Heroines, and their dopplegangers

It has come to my attention that the weaker of my characters is, in fact, my heroines.

Okay, so I make it sound like a huge news bulletin. In truth, I knew this. It's not all that uncommon to have a particular gender in one book or another be the stronger persona to write. Mine is typically the male, but every now and then, the woman roars.

Long and loud.

But how do you keep a heroine from falling flat when you know she's not the strength-giving character of the book? How do you make her realistic, not overdone or underwhelming? It takes a little blood, sweat and tears.

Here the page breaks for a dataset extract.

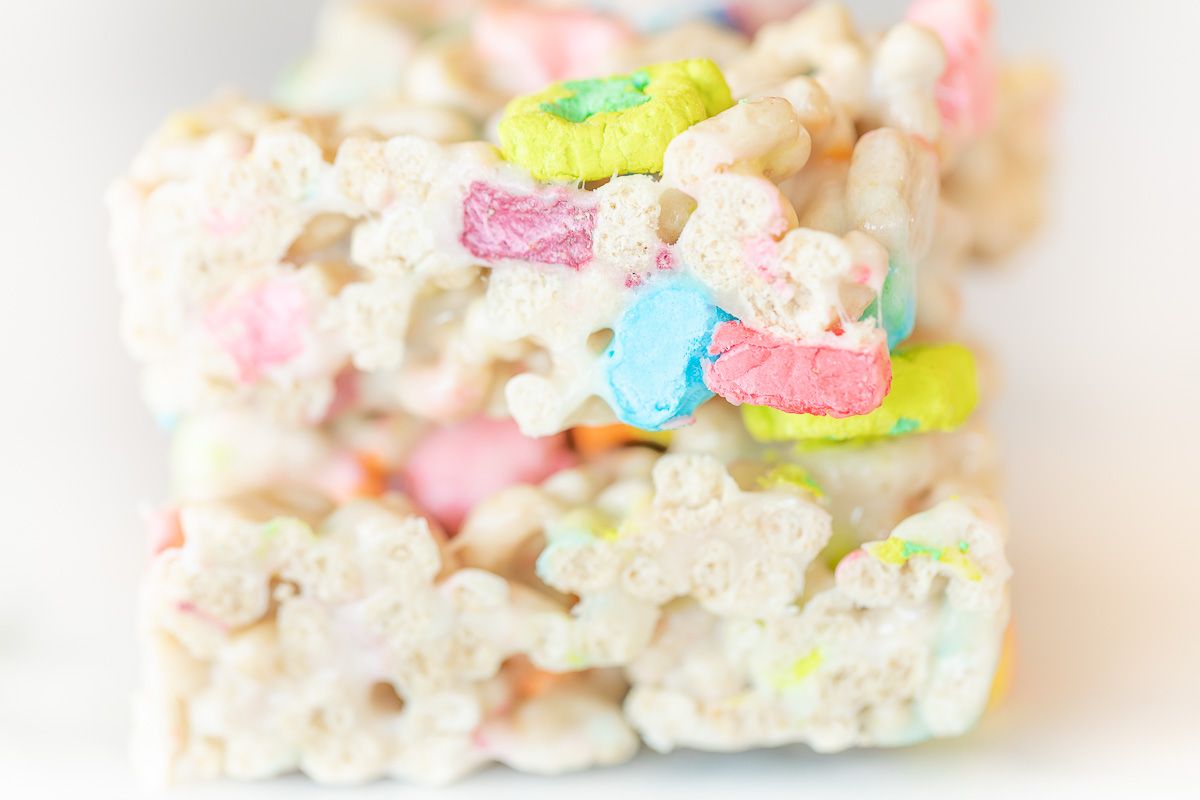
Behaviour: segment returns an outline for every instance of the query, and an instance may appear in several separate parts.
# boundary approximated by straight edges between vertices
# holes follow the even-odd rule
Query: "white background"
[[[901,0],[852,3],[873,22]],[[493,769],[443,797],[1200,796],[1200,5],[996,0],[1063,75],[1046,233],[969,292],[1005,366],[1019,663],[965,740]],[[173,107],[265,93],[315,0],[0,3],[0,797],[138,796],[136,509],[163,436],[117,341],[101,195]],[[378,784],[357,796],[418,794]],[[329,797],[292,779],[180,797]]]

Blood = What is it about this heroine that makes her real? What sets her apart and makes her a real force to reckon with in the book? Is it her ability to overcome, to adapt, to lead? With my characters the heroine is usually spunky and determined, but it's hidden, kind of like the insides of the Hershey's Kiss. They are strong women in their own right, but like women are made, they have their soft spots. And usually it's because of the guy in the story that they learn to accept that it's okay to own that soft spot and be proud of it.

Sweat = Do your heroines work to overcome their fears? Do they battle tooth and nail for their beliefs? Then you have a strong character. Make them passionate in whatever they are doing, give them the ability to reason. The more a heroine reacts to the world around her in various ways, the more a reader will connect with her, see something of herself in that heroine.

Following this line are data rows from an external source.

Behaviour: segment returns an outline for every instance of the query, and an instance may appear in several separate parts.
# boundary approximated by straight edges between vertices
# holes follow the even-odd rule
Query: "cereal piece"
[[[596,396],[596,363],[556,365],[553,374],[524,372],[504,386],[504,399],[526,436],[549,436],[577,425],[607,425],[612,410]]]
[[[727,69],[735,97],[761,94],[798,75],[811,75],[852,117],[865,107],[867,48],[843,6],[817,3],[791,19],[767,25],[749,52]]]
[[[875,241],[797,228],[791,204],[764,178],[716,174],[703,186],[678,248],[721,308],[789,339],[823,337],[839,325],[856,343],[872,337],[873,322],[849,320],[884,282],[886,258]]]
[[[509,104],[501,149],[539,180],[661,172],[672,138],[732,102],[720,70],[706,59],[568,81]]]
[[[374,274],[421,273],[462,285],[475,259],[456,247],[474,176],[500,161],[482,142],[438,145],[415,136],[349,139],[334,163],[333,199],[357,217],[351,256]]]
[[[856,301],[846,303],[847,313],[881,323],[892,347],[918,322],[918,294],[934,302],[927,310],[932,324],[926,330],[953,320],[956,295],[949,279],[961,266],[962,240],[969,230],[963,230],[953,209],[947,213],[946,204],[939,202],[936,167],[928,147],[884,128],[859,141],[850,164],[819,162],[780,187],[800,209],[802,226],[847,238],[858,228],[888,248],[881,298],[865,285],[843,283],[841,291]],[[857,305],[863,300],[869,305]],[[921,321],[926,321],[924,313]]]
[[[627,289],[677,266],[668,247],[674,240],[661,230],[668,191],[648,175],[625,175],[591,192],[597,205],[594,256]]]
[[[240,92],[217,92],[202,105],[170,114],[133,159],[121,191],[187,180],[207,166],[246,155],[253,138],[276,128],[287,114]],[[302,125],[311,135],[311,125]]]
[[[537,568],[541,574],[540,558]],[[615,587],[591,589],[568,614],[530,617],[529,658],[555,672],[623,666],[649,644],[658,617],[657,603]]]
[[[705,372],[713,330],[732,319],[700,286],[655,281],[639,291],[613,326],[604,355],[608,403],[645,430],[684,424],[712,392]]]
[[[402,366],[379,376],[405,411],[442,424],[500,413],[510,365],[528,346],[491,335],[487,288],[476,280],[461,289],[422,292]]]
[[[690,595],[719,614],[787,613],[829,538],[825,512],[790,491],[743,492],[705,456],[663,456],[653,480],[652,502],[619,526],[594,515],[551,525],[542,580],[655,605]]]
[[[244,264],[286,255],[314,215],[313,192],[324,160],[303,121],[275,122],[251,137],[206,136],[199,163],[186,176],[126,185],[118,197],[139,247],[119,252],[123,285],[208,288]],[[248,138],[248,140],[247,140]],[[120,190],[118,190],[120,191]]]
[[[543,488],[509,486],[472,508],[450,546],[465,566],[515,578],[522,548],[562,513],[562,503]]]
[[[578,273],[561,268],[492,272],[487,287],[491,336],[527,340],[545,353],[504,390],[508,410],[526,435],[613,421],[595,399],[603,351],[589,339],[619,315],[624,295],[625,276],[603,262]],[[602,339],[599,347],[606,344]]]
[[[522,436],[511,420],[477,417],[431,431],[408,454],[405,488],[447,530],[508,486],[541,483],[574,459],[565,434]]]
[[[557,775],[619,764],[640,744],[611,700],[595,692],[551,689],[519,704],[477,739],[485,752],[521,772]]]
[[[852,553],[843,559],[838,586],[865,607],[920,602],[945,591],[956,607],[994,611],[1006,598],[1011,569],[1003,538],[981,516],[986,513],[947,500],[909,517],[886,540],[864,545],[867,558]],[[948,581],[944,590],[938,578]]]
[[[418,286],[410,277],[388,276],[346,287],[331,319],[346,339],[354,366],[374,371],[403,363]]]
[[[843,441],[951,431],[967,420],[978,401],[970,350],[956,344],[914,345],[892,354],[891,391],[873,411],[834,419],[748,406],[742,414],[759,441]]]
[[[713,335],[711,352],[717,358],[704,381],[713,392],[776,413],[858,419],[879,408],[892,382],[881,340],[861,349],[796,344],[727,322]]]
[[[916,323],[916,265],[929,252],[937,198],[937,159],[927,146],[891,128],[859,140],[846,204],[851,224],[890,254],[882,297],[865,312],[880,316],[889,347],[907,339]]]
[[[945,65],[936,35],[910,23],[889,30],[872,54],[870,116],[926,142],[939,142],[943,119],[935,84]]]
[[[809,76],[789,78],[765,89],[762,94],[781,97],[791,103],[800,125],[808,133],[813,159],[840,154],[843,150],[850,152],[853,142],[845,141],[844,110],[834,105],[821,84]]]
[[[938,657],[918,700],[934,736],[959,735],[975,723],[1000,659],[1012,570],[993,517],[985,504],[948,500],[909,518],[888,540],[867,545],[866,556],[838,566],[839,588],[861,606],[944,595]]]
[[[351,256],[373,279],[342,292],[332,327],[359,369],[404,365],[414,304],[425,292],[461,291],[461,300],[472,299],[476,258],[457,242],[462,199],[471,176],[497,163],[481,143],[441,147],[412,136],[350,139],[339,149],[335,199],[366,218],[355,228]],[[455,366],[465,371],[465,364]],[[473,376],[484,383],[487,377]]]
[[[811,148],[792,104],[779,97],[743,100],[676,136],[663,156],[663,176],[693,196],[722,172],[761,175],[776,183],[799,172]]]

Tears = This is where some heroines I think have begun to fall short. We're cutting back the emotion to make them too "modern" if you will, or by-passing it to get to whatever the publisher has deemed priority for that book to be published. Women are women. Nurturers, yes, but leaders and strategists. Don't downplay feminine humanity or they will fall flat.

Yes, all of the above can be overblown and overdone, the same as an alpha male can be, prompting us to burn the whole thing between the cover flaps.

Think of all the women we see on TV now. Most are savvy, smart to brilliant (depending on the show), independent, but still feminine in their own right to care, express, and nurture through their personas. Now think of the classic shows or movies. What are the resemblances in the basis of the heroine characters between then and now? Quite a few if you consider them.

Heroines are very varied, indepth and incredible characters to any book plot. Realism makes a page turner, even in a world of make-believe.

6 comments:

roxannepackard said...

I was looking for inspiration in regards to strong female characters, and my internet search stumbled upon your blog.

I particularly agree with what you wrote about women and emotions. Women do experience emotions as a source of strength, and if you deny any character's emotions, they become weak.
Like automatons who are there merely to be there. What are they learning? How are they growing?

By the way, looking through your book selection, I have found a few new books to read! I just love a sizzling romance!

Have a wonderful day,
Roxanne
www.strategicbookpublishing.com/TheFalcon.html

Z(Aasiyah/Nolwynn) said...

Wonderful post, Diana! You hit the nail right on the head, providing a concise lineup of what needs to be touched to create a fully realized heroine.

Hats off! I really enjoyed this post.

Hugs

Z(Aasiyah/Nolwynn)

TJ said...

This is a great post. To a certain degree, I don't mind a soft and sweet heroine as long as she has her own personality that is well developed.

Now, the flat heroine- argh! lol.

Sandy said...

Wonderful post, Diana. I like a strong heroine who shows a soft side, too.

Linda Mooney said...

Good observations, Di. Makes me want to go back and double-check my own heroines. As authors, I think we're too close to our creations to see the faults in them that others would.

Diana Castilleja said...

Thanks guys. I'm glad it worked. And thank you Roxanne. I hope you enjoy what you read, from any of the RBA authors.